An online survey study with 100 participants (from India and the Netherlands; 132 initially recruited) was conducted to measure outcomes such as
perceived relevance, satisfaction, trust, and intention to reuse, while offline
experiments assessed predictive error (MAE, RMSE). A mixed-method evaluation was conducted.
The results indicate that CF achieved a lower predictive error than CBF
in the offline evaluation. Acceptance of the system was inconsistent in the
user study; 35% of participants indicated that they were highly likely to
reuse it, 30% that they were very likely to do so, and 12% that they were
unlikely to do so. Subgroup analyses revealed that user characteristics influenced perceptions. For instance, participants with stricter dietary preferences
(e.g., vegetarian/gluten-free personas) reported higher satisfaction with CBF,
whereas broader user groups preferred CF for its novelty and relevance.
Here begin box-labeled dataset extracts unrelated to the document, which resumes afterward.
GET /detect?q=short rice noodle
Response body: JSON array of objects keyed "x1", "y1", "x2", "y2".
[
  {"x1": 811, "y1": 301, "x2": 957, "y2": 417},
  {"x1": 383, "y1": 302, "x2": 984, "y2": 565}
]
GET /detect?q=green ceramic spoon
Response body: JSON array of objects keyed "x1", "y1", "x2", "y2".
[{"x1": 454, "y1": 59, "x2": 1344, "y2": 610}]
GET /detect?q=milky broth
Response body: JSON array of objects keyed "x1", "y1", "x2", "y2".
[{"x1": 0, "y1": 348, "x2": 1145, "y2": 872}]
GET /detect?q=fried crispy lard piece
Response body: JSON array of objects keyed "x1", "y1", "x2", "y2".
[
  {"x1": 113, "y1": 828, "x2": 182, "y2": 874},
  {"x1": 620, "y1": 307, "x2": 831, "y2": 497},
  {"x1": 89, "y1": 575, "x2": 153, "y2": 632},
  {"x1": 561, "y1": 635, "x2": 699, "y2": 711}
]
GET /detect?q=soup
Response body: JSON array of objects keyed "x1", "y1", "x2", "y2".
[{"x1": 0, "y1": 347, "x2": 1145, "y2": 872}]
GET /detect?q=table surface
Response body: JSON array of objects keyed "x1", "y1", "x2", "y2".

These results indicate that no single algorithm is the most effective in terms of
all criteria. In general, CF exhibits superior predictive performance, whereas
CBF provides benefits in terms of transparency and dietary alignment. This
thesis emphasizes the complementary strengths of CBF and CF. It offers
insights for the development of more effective and reliable food recommender
systems by integrating algorithmic evaluation with user-centered feedback.